Wide-ranging Interests
While the award recognized Marinelli's work at LCLS, he has also used SLAC's Next Linear Collider Test Accelerator, including a new method to pull important information about an electron beam out of a single bunch of electrons. This method, a type of single-shot diagnostics, uses techniques borrowed from X-ray diffraction imaging, which is usually used to determine the shape and atomic makeup of crystals.
"I like to work on both accelerators," Marinelli said. "They're both a lot of fun, and the people at both are great. At NLCTA I have a lot of freedom to do experiments that might not have useful results right away, but at LCLS the researchers need the work I do. They ask for it and start using it right away."

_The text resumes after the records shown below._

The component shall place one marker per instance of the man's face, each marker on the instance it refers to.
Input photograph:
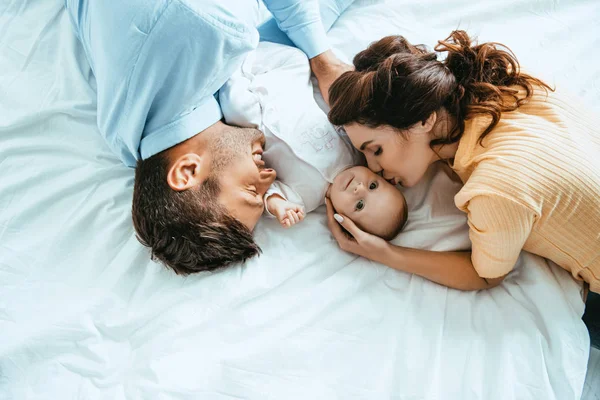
(241, 173)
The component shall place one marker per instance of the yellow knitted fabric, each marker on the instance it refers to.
(534, 184)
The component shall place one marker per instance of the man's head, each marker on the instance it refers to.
(375, 205)
(196, 204)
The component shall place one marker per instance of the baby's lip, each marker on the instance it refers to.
(349, 182)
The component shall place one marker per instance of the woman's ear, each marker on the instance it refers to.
(187, 171)
(426, 125)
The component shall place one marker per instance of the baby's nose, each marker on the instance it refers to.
(267, 176)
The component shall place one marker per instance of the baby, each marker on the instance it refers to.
(375, 205)
(273, 91)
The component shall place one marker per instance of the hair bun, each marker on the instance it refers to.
(370, 58)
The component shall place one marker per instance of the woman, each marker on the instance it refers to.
(529, 160)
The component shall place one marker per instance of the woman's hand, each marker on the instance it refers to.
(360, 243)
(327, 68)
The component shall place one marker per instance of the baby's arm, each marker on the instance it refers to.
(277, 204)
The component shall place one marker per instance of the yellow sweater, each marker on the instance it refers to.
(533, 184)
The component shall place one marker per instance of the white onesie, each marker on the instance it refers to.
(273, 92)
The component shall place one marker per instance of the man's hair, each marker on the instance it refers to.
(188, 231)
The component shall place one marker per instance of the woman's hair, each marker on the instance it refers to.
(399, 84)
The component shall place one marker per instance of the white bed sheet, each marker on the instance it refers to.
(84, 314)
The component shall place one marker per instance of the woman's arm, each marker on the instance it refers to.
(452, 269)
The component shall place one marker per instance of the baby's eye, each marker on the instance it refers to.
(360, 205)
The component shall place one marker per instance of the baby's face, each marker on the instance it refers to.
(367, 199)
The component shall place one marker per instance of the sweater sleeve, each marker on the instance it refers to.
(498, 231)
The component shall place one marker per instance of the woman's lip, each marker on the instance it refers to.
(393, 181)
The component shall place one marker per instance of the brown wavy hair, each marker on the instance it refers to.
(399, 84)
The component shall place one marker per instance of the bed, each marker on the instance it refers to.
(85, 313)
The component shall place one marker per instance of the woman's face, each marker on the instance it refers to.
(402, 159)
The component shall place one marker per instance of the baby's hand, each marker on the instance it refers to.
(286, 212)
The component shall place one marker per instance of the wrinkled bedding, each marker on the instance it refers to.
(85, 313)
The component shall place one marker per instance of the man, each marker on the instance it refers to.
(158, 67)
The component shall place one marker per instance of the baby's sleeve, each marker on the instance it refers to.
(498, 231)
(284, 191)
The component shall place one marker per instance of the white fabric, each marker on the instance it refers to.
(84, 314)
(272, 90)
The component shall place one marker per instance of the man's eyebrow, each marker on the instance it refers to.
(365, 144)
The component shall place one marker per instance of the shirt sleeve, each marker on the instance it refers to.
(158, 65)
(284, 191)
(301, 21)
(498, 231)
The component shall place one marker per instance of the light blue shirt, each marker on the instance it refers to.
(158, 64)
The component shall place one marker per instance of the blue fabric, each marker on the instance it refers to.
(330, 11)
(158, 64)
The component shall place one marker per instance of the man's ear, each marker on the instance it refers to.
(425, 126)
(187, 171)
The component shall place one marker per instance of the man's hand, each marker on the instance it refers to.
(286, 212)
(327, 68)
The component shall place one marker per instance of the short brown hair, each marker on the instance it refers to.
(188, 231)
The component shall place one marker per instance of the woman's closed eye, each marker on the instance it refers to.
(359, 205)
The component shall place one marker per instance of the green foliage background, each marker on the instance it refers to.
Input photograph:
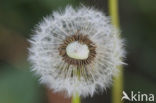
(17, 19)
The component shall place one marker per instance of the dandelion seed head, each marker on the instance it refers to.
(76, 51)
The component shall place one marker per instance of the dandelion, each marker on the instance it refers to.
(76, 51)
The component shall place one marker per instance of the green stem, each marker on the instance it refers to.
(118, 82)
(76, 98)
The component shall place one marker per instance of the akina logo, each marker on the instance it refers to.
(138, 96)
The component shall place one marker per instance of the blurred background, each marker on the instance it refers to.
(17, 19)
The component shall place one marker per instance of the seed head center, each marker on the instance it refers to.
(77, 50)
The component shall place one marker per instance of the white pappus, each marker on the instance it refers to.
(76, 51)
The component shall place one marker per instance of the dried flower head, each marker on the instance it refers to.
(76, 51)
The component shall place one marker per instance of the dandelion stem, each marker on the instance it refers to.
(76, 98)
(118, 82)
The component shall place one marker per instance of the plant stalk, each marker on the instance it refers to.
(118, 82)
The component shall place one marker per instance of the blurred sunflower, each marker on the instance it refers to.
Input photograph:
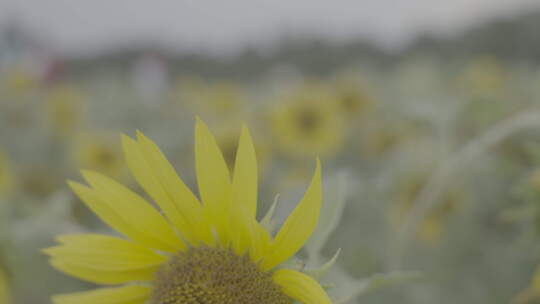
(7, 179)
(65, 109)
(18, 80)
(214, 102)
(214, 252)
(484, 77)
(98, 151)
(432, 227)
(532, 293)
(352, 98)
(308, 123)
(39, 181)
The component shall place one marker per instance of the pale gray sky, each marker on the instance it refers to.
(223, 26)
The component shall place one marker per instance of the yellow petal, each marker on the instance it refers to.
(213, 180)
(127, 212)
(212, 172)
(132, 294)
(5, 294)
(260, 240)
(101, 276)
(300, 287)
(104, 252)
(244, 186)
(298, 226)
(158, 178)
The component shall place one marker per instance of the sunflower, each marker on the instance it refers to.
(308, 123)
(207, 250)
(352, 98)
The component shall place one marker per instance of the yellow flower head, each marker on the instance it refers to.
(352, 98)
(206, 249)
(308, 122)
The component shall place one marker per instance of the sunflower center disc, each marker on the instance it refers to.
(206, 275)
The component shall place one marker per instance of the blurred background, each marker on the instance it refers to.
(430, 109)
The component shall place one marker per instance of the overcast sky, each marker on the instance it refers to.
(223, 26)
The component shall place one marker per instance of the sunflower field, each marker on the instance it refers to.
(413, 181)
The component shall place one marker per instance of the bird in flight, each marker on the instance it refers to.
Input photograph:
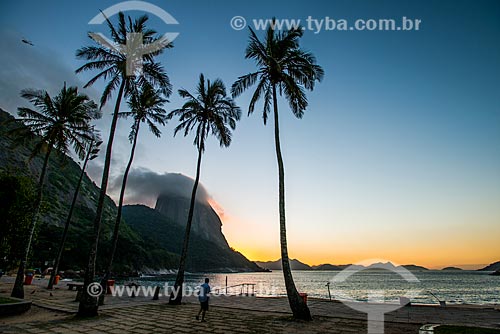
(27, 42)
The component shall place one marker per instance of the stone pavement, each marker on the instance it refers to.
(162, 318)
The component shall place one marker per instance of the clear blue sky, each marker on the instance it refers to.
(397, 156)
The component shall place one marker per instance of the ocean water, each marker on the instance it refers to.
(461, 287)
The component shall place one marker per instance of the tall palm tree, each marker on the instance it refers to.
(59, 122)
(112, 66)
(285, 68)
(211, 111)
(92, 153)
(145, 107)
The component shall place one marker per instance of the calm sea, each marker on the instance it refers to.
(469, 287)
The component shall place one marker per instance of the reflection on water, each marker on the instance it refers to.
(470, 287)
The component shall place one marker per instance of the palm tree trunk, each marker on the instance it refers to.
(176, 299)
(89, 304)
(18, 289)
(298, 306)
(55, 268)
(104, 281)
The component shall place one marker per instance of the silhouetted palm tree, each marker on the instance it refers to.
(113, 67)
(92, 153)
(58, 122)
(211, 111)
(146, 107)
(285, 68)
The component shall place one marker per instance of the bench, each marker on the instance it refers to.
(77, 286)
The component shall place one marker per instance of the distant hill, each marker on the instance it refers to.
(276, 265)
(298, 265)
(492, 267)
(326, 266)
(451, 269)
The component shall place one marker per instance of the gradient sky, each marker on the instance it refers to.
(397, 156)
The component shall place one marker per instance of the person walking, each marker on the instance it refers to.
(203, 297)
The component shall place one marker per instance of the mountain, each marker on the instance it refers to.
(451, 269)
(206, 223)
(413, 267)
(326, 266)
(492, 267)
(276, 265)
(203, 255)
(297, 265)
(148, 240)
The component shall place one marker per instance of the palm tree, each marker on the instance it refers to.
(59, 122)
(283, 67)
(92, 153)
(113, 67)
(146, 107)
(211, 111)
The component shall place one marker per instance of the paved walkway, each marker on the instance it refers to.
(231, 314)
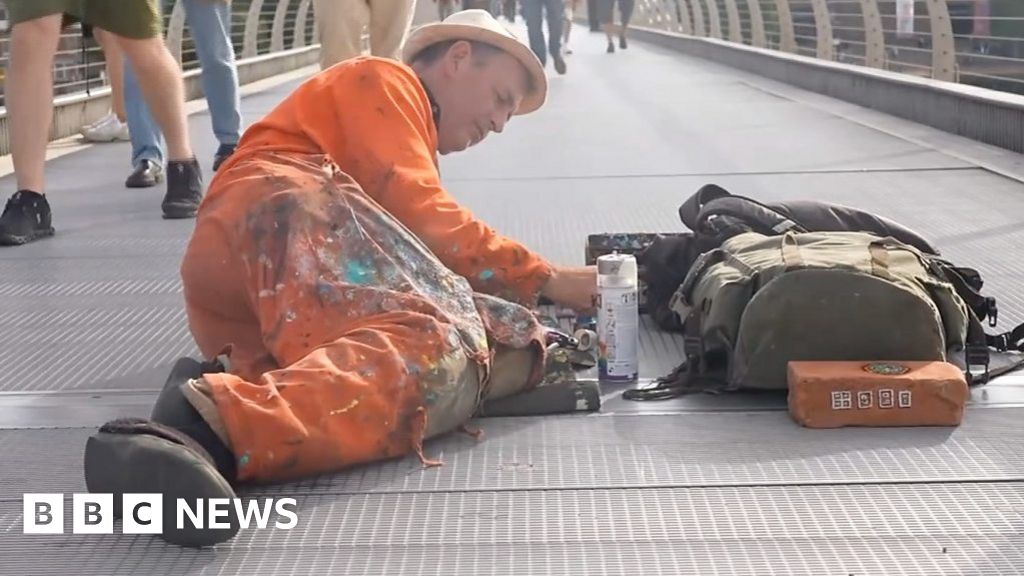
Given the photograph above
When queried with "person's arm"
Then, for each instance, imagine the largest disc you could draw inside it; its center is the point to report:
(385, 139)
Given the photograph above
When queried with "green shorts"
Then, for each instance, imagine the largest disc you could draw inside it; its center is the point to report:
(131, 18)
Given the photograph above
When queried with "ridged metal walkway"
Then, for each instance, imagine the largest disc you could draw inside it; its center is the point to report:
(92, 319)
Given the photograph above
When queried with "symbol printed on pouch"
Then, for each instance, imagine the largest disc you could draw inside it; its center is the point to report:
(842, 400)
(864, 399)
(887, 398)
(904, 399)
(886, 368)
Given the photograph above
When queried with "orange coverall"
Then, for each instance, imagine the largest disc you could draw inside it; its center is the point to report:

His desire to push boundaries and make a difference, said Marinelli, led to his focus on free-electron lasers (FELs) like LCLS. While at The Sapienza University of Rome, Marinelli met FEL pioneer Claudio Pellegrini through his advisor, Luigi Palumbo. Pellegrini is now at SLAC, but at the time was a professor at the University of California Los Angeles. Pellegrini and his colleague and frequent SLAC collaborator James Rosenzweig invited Marinelli to UCLA for his graduate work, and from there he joined SLAC.
"Agostino is a very brilliant young scientist," Pellegrini said. "He did some very nice work at NLCTA for his PhD – a novel technique for beam diagnosis– and he's been very active and productive on the LCLS work."
"Ago is definitely one of our brightest young scientists," said Zhirong Huang, co-leader of SLAC's FEL research and development program and Marinelli's supervisor. "In a very short time at SLAC, he has generated good ideas and tested them successfully in LCLS experiments. I have no doubt that he will continue to make important, original contributions to accelerator and FEL science."
Teamwork Counts
Pellegrini pointed out a second strength of Marinelli's.
"Ago is a very nice guy. He gets along with everyone," Pellegrini said. "It's important that young scientists like him can talk to the experimenters using LCLS and find out what they need, and that the experimenters feel comfortable asking for help from Ago. A teamwork approach like this is a very important factor in the success of LCLS experiments and he fits in well as a member of the team."